We have explored some of these issues in previous blog posts, but here, in no particular order, are five hot topics on which employers should currently be focussing:
1. Pensions taxation – imminent changes?
The March Budget is likely to result in changes to the current system of tax relief for pension savings. Commentators expect the Government to announce the adoption of a single rate of tax relief of anything between 20% and 33%, regardless of the rate at which an individual pays income tax.
Assuming this is implemented (taking effect from 2017 at the earliest), basic rate taxpayers would benefit, but higher rate taxpayers would be worse off. With measures also likely to be introduced with effect from 16 March to prevent high earning individuals taking unfair advantage of more favourable rates during the period before the change is implemented, high earners are being urged to maximise their pension contributions before the Budget is delivered.
Employers should review how their high earners are rewarded if the rates are changed as predicted. The changes would also have payroll implications.
2. Reduction in the lifetime allowance
From 6 April the lifetime allowance, the aggregate maximum capital value of all tax-advantaged pension savings that a person can have, will be reduced from £1.25m to £1m. As with previous reductions, HMRC has announced that there will be a protection regime for those with pensions exceeding (or which are expected to exceed) £1m in value.
HMRC will publish full details in July, though its announcements suggest the use of a similar system of Fixed Protection and Individual Protection to that used following the 2014 reduction in the lifetime allowance.
While primarily an issue for employees and their IFAs, employers should notify high earning and/or long-serving staff that this may be relevant to them.
3. Tapering tax relief for higher earners
From 6 April, the annual allowance (the annual limit on the level of tax-relieved saving, currently set at £40,000) will be reduced for many earners with annual taxable income over £150,000. For those with taxable income of over £210,000 in a year, the annual allowance could fall to £10,000.
Employers need to assess which of their staff may be affected and decide whether to limit pension contributions and/or re-shape the benefits paid to higher earners. Any changes will then need to be implemented and communicated to affected staff.
Have GMPs accrued in your defined benefit pension scheme? Trustees should have started to reconcile their GMP records with those of HMRC to avoid paying incorrect member benefits and adversely affecting members’ state pension entitlements.
Trustees have until 5 April to register for HMRC’s reconciliation service. Failure to register in time will mean HMRC’s records will be deemed to be the correct records. The opportunity to have them amended will be lost, regardless of any evidence the scheme or employer may hold to the contrary.

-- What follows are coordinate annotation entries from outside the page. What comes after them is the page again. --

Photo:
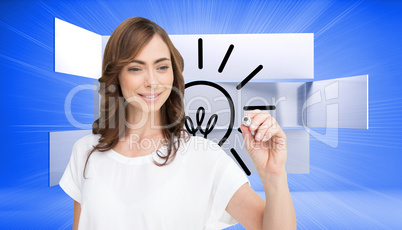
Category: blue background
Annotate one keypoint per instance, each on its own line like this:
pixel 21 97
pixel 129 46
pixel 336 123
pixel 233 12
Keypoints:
pixel 354 186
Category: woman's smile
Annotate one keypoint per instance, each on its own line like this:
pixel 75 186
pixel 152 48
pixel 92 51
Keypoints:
pixel 150 97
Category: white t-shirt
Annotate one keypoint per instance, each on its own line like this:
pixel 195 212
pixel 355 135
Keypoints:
pixel 121 192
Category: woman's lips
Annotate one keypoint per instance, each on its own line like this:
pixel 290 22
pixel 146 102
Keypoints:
pixel 151 99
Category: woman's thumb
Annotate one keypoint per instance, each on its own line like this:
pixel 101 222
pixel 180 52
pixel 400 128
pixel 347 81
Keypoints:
pixel 246 136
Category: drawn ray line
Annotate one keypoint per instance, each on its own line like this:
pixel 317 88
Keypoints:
pixel 200 58
pixel 249 77
pixel 225 59
pixel 245 169
pixel 260 107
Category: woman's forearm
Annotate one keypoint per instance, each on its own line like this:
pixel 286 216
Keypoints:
pixel 279 212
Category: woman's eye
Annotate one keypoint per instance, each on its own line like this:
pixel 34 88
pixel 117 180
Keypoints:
pixel 163 68
pixel 134 69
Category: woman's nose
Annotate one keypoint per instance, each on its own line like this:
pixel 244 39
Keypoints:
pixel 151 79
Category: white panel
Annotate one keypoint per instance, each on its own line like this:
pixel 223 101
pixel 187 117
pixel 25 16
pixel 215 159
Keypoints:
pixel 288 97
pixel 283 56
pixel 60 149
pixel 298 159
pixel 77 51
pixel 338 103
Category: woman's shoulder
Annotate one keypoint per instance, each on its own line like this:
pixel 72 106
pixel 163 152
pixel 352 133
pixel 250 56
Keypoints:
pixel 87 141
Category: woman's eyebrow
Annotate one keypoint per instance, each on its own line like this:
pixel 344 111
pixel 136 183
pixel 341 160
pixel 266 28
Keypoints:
pixel 157 61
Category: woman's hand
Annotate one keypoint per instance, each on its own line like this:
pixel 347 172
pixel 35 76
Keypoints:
pixel 267 147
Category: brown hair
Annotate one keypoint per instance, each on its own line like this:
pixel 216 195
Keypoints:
pixel 124 44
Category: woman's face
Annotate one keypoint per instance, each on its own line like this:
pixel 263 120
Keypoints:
pixel 147 81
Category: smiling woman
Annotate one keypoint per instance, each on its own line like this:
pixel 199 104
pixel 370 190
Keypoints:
pixel 140 169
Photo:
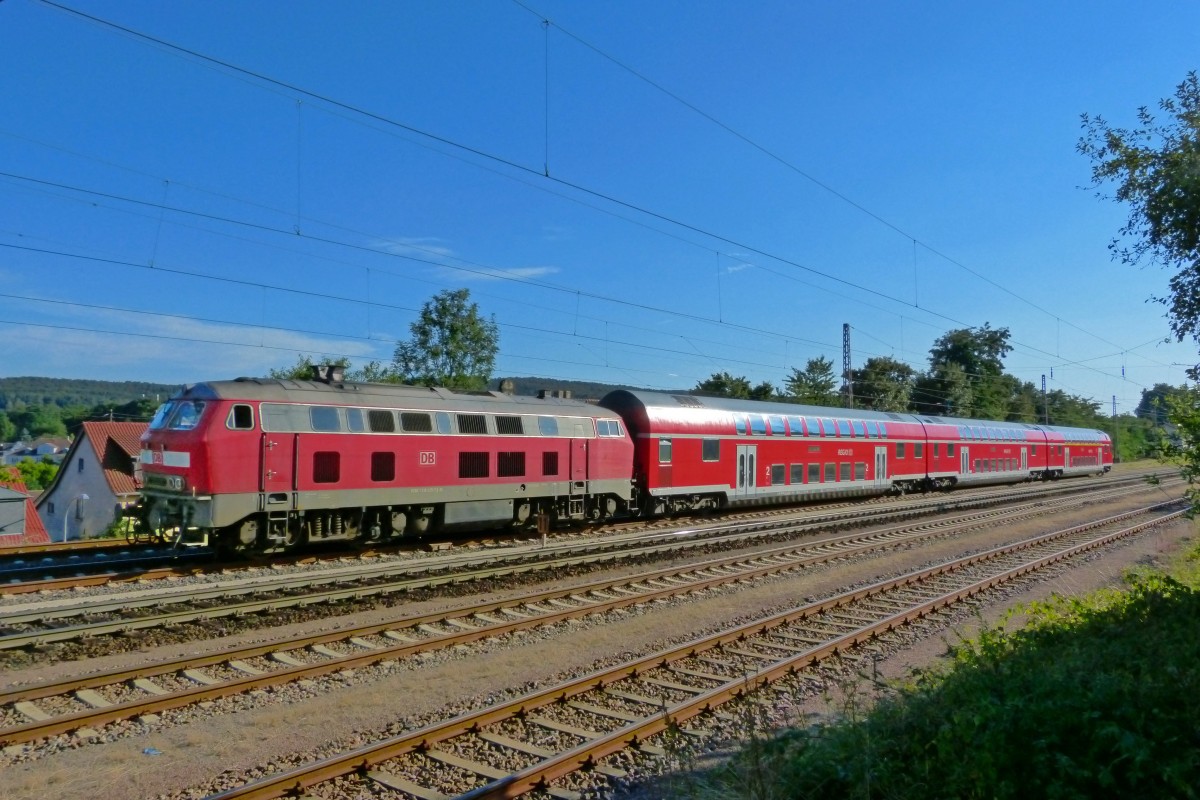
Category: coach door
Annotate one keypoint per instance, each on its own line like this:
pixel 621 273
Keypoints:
pixel 279 469
pixel 745 468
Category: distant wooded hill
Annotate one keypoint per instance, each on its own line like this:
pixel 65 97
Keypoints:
pixel 16 392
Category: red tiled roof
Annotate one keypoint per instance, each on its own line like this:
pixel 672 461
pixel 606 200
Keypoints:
pixel 35 531
pixel 117 445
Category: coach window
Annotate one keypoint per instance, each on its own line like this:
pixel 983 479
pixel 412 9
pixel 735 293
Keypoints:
pixel 382 420
pixel 241 417
pixel 327 467
pixel 415 422
pixel 383 467
pixel 324 417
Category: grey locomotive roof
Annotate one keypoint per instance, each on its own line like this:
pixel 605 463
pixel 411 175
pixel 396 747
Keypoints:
pixel 664 400
pixel 388 396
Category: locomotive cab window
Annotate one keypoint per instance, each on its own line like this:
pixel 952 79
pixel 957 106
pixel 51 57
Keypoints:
pixel 241 417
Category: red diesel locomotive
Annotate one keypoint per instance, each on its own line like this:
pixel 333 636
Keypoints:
pixel 263 463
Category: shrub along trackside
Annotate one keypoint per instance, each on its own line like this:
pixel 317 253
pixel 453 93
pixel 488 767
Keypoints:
pixel 1095 697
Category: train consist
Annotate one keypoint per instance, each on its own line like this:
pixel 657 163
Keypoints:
pixel 269 464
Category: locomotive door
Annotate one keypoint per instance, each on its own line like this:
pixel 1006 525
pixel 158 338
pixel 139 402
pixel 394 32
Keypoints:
pixel 747 464
pixel 279 468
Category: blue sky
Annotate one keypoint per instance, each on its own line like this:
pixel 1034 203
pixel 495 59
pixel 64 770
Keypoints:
pixel 640 192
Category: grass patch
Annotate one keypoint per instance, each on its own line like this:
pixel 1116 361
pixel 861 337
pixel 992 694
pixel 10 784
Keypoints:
pixel 1095 697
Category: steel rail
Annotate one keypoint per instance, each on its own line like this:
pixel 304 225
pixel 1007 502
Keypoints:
pixel 571 602
pixel 511 564
pixel 363 759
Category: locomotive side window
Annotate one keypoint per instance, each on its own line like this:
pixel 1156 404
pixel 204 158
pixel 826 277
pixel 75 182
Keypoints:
pixel 324 417
pixel 472 464
pixel 241 417
pixel 381 420
pixel 327 467
pixel 383 467
pixel 474 423
pixel 415 422
pixel 510 426
pixel 510 464
pixel 187 414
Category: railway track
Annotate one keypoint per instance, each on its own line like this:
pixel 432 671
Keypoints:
pixel 562 740
pixel 57 620
pixel 43 710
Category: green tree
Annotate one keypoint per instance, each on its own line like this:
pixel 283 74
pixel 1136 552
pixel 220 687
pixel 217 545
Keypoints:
pixel 885 384
pixel 451 344
pixel 1156 169
pixel 723 384
pixel 814 385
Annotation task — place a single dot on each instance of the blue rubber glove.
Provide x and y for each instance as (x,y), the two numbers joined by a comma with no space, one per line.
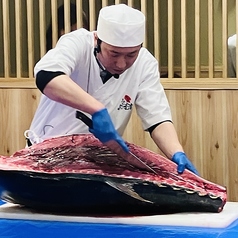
(183,163)
(104,129)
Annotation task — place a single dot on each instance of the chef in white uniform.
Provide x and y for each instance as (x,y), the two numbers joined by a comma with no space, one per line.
(105,74)
(231,57)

Employers should check that the scheme trustees have registered with HMRC. Employers should note that reconciliation exercises can be costly and may result in benefits having to be increased, which would have an impact on the scheme’s liabilities.
Employers with an open DB contracted-out scheme need to plan for 6 April, when the single-tier state pension will be introduced and the National Insurance (NI) rebates payable in return for contracting-out will cease. The loss of these rebates effectively means a 3.4% increase in employer’s NI contributions and a 1.4% increase in employee contributions.
Employers have a range of options available to manage this increased cost, including simply absorbing it, introducing salary sacrifice, closing the DB scheme to future accrual or taking a middle course, either increasing employee contributions or reducing future accrual rates by using a statutory overriding power.
Employers in this position should consider what if any steps they will take to mitigate the increased NI costs and should inform employees that their NI contributions will increase from April.